Tuesday, 30 May 2017
Grand Ballroom (Hilton New Orleans Riverside)
Graphene and its derivatives are novel materials with a number of unique properties that can be applied in electronics, sensing and biotechnology. Particularly, graphene oxide (GO) is an exceptional system that, unlike graphene, can be chemically mass-produced at low cost and possesses physical properties that are critical for biomedical applications. GO exhibits pH-dependent fluorescence emission in the visible/near-infrared, providing a possibility of molecular imaging and pH-sensing. It is also water soluble and has a substantial platform for functionalization, which allows for the delivery of multiple therapeutics, or the attachment of different sensing moieties. Some of these properties can be adjusted by the means of chemical/physical processing to fit the desired therapeutic delivery or sensing approaches. We utilize and modify these properties to yield a multifunctional delivery/imaging/sensing platform geared toward the analysis of cancer therapeutics delivery in vitro. In our work GO serves as a drug transport agent when paired with cancer therapeutic drugs and as a molecular marker for imaging the delivery pathways. The optimal emission and excitation of the graphene oxide flakes are selected to maximize the imaging modality in the spectrally-confined region and reduce the effects of biological autofluorescence.
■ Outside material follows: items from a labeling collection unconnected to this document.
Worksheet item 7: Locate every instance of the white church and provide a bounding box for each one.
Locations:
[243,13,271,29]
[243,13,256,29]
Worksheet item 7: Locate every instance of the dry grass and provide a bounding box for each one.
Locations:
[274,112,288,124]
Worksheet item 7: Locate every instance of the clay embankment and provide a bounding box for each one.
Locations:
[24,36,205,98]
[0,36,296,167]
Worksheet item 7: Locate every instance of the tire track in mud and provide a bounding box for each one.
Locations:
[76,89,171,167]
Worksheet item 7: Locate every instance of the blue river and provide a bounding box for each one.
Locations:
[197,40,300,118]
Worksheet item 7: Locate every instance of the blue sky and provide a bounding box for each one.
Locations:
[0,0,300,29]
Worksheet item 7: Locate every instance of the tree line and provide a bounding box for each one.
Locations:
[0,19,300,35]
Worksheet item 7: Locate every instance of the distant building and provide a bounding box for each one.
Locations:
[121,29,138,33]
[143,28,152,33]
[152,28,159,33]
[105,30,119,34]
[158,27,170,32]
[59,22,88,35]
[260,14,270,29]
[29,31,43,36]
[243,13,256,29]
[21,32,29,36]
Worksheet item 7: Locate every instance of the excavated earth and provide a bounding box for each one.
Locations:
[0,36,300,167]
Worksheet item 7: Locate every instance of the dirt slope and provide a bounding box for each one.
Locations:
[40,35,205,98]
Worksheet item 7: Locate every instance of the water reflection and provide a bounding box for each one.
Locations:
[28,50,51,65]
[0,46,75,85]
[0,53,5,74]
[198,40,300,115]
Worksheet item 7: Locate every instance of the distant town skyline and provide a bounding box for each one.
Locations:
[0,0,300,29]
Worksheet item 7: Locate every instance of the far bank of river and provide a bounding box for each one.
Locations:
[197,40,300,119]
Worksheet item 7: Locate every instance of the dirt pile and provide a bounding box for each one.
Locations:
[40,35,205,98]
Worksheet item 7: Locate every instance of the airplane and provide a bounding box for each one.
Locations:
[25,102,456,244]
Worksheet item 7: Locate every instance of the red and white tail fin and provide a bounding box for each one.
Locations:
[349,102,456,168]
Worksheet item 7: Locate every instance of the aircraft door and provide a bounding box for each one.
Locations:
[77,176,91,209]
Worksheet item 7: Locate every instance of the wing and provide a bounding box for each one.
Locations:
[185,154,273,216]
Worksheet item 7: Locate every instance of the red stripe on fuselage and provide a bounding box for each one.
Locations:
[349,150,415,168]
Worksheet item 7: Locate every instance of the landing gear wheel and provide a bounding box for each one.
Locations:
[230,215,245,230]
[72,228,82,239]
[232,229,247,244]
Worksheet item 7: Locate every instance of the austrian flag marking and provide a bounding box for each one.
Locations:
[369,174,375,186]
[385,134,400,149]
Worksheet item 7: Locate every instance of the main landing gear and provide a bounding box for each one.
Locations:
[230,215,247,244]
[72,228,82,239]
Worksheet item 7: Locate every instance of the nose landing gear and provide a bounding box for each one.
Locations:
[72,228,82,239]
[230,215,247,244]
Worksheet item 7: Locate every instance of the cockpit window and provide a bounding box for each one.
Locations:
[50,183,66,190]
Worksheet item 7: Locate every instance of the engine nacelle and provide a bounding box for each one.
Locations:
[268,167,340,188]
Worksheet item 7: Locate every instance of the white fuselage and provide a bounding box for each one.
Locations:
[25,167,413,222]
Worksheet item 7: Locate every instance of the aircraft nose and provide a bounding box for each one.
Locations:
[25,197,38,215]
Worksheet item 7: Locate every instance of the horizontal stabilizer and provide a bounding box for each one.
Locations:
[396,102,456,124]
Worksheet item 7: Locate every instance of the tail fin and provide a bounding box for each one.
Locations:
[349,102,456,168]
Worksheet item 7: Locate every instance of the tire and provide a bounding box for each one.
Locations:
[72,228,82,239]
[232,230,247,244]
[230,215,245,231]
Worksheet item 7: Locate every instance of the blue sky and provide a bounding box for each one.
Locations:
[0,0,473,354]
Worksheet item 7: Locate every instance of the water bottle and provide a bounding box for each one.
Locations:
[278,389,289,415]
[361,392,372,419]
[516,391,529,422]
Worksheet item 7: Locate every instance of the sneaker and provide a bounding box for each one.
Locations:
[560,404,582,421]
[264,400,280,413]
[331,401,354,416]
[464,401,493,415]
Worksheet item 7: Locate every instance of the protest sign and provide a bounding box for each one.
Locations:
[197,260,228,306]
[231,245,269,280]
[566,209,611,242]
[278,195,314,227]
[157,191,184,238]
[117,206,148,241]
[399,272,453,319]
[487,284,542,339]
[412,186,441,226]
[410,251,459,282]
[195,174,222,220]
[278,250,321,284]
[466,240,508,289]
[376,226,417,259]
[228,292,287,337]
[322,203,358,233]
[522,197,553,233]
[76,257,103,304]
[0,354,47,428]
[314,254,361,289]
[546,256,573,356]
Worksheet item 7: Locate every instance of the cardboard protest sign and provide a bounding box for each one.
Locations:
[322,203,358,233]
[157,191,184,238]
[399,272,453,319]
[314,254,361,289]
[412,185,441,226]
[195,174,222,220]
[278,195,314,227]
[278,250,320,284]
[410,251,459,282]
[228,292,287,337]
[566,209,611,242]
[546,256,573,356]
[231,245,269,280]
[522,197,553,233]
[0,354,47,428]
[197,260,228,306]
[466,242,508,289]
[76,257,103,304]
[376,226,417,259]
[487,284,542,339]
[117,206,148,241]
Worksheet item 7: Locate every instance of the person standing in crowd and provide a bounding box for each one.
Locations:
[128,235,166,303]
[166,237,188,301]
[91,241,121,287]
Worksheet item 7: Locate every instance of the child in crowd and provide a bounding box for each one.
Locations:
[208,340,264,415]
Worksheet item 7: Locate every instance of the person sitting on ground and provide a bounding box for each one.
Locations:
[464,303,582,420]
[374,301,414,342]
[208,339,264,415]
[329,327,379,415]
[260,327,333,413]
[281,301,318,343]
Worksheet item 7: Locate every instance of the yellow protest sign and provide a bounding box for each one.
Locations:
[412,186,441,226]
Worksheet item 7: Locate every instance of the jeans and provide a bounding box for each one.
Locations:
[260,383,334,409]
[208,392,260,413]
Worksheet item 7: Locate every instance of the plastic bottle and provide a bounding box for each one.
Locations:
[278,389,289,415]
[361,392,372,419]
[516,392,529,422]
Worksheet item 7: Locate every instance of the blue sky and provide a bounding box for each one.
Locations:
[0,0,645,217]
We also modify GO physical properties via controlled oxidation to maximize the emission and reduce the cytotoxicity to low/negligible levels: we report over 90% cell viability with GO concentration levels of 15 ug/mL based on the MTT assay in HEK-293 cells. GO emission in healthy (HEK-293) and cancer (HeLa) cells is quantified for a variety of pH environments, as well as flake sizes, to identify the ideal conditions for cellular internalization and pH-sensing of acidic cancerous environments. In addition, in-vitro fluorescence microscopy analysis provide quantitative assessment of the drug delivery and preferential targeting for cancer versus healthy cells. The results of this work suggest GO as an innovative and effective multifunctional platform for cancer therapeutics.